Thursday, February 07, 2008

Book Review: Between Genius and Genocide


Dan Charles provides an intimate view into German culture in the first 30 years of the twentieth century from the perspective of a prominent Jewish German chemist and industrialist whose absolute patriotism in the decades prior to the holocaust left the moral meaning of his life and work especially difficult to categorize.

On the one hand, we can see Fritz Haber as a patriot, a civil servant, and the inventor of a chemical process for nitrogen fixation responsible for the enormous harvests of modern agriculture. On the other, we see a profiteering militaristic capitalist jockeying for higher social status, a man striving to separate himself from his Jewish heritage, and a ruthless founder of chemical warfare.

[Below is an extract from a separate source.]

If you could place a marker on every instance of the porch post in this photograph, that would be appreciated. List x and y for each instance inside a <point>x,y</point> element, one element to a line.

This book is meticulous in its research on a topic about which much has been lost, and reveals much about the relationships between scientific research, the environment (it turns out that environmental problems stemming from nitrogen fertilizers might be no less a threat to humanity than global warming), war, politics, and capitalism in the German context in its effort to drum up details on the life of Haber.

Random note of interest: Dan Charles takes a somewhat non-mainstream approach to explaining China's green revolution in the 70's when crop yields suddenly skyrocketed. Whereas most economists point to a political change around that time -- the privatization of agriculture, resulting in farmers having greater motive to work harder for their own gain -- Charles points only to the grand entrance of nitrogen fertilizers into China around the same time. These were the fertilizers do to Fritz Haber, the same chemist who invented (as an insecticide) the gas used to kill his fellow Jews in concentration camps just ten years after his death.